Today, both an institutional investor and an individual investor can invest in the MBS market. Yet, it's important to note that wasn't always the case. Mortgage-backed securities are a relatively recent type of asset-backed security. In fact, President Lyndon B. Johnson was instrumental in their creation when he authorized the 1968 Housing and Urban Development Act, which gave banks and lenders the freedom to sell mortgage loans and created Ginnie Mae.
What are the different types of MBS?
Now that you have a better idea of what mortgage-backed securities are and how they work, we'll go over the different types of MBSes.
The most basic type of mortgage-backed security is known simply as a "pass-through." In this case, the mortgage payments are collected in a trust and then a share of the profits is distributed to each MBS investor.
Notably, this type of mortgage security is typically made up of residential mortgages with either a 30-year or 15-year loan term and a fixed or adjustable interest rate. (Basically, you generally won't see CMBS loans used in this type of security.)

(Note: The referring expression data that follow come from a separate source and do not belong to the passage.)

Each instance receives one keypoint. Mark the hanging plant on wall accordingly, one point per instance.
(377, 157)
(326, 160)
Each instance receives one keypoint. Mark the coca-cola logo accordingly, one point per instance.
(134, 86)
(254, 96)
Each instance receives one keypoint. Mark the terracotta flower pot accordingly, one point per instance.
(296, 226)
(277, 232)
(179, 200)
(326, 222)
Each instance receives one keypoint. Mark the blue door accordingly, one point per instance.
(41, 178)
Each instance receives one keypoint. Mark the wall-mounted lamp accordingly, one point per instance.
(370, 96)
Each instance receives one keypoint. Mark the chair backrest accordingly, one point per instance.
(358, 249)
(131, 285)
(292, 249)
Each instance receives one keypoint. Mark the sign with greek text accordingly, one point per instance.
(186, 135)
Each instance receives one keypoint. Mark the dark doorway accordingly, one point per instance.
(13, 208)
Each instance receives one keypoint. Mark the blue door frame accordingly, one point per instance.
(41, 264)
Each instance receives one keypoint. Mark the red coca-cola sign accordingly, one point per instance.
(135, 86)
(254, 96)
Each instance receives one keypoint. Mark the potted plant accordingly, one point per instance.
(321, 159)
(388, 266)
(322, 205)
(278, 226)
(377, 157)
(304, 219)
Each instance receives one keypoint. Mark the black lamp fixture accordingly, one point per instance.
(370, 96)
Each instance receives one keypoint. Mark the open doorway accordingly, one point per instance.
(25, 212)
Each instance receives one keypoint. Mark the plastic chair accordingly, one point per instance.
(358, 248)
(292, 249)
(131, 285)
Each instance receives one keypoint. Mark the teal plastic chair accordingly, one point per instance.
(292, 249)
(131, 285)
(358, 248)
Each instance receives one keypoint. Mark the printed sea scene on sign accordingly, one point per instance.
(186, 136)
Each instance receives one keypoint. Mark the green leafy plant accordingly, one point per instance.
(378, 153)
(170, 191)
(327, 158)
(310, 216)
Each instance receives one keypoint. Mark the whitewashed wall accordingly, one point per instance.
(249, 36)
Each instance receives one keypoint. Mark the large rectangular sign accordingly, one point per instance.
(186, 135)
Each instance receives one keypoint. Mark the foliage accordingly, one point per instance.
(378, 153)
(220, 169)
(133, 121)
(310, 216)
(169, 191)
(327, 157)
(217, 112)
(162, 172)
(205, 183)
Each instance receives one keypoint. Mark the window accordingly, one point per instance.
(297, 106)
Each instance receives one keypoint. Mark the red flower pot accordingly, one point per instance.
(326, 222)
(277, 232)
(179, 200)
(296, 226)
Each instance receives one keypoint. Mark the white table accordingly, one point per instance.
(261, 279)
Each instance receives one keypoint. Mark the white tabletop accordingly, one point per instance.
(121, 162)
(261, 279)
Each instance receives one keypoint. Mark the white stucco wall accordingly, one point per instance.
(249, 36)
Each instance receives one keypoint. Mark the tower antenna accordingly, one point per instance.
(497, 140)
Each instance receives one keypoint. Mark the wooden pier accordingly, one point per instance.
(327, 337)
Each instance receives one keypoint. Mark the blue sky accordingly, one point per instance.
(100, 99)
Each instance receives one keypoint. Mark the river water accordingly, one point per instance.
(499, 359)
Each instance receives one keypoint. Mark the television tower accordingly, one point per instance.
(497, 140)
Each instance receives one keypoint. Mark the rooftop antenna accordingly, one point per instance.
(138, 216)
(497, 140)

Collateralized mortgage obligation (CMO)
A collateralized mortgage obligation (CMO) is a bit more complex. Here, instead of collecting funds from a single pool of mortgages and simply passing the mortgage payments along to each MBS investor as cash flow, CMOs are made up of many different pools of securities.
These separate pools of mortgages are called "tranches." In each CMO, there are many tranches, and each one gets to decide how it distributes its payments. Since CMOs are far more complex than pass-throughs, they are generally reserved for more experienced investors, such as an institutional investor. However, many bond funds invest in CMOs on behalf of their clients.
What are the benefits of investing in a mortgage-backed security?
There are many reasons why real estate investors may want to consider adding mortgage-backed securities to their portfolios. Here are a few of them:
- Passive income: Mortgage-backed securities are attractive to many investors because, once you invest, they create passive income. It's a way to invest in mortgages without having to go through the hassle of buying an investment property.
- Monthly payments: Unlike a fixed-income security, investors receive a monthly payment as opposed to the traditional semiannual payment.
- Attractive yields: Mortgage securities have attractive yields, especially compared to other types of bonds, like corporate bonds or Treasury bonds.
What are the risks of investing in a mortgage-backed security?
That said, mortgage-backed securities come with their fair share of risk. In fact, the 2008 financial crisis can be largely attributed to mortgage-backed securities that were largely made up of subprime loans. When the subprime borrowers began to default on their loans, there was no way to pay the MBS investors, which created a domino effect that shook the entire economy.
With that in mind, if you're thinking of investing in the MBS market, it's crucial to make sure that you understand the risks first, such as:
- Credit risk: First and foremost, credit risk occurs when one party does not meet their financial obligations. From an MBS perspective, there's always a risk that a borrower will default on their loan. In that case, the investor may lose out on that money.
- Prepayment risk: There's also a risk that a borrower will pay off their mortgage prematurely or refinance. When that happens, the investor misses out on a portion of the interest income that they would have received over the life of the loan.
The Millionacres bottom line
Investing in mortgage-backed securities can be a solid option to generate passive income. Still, like any other financial move, the decision to invest in mortgage securities should not be made lightly. If you're thinking of investing, do your own research first. Additionally, if you have specific questions, it's a good idea to reach out to a financial advisor.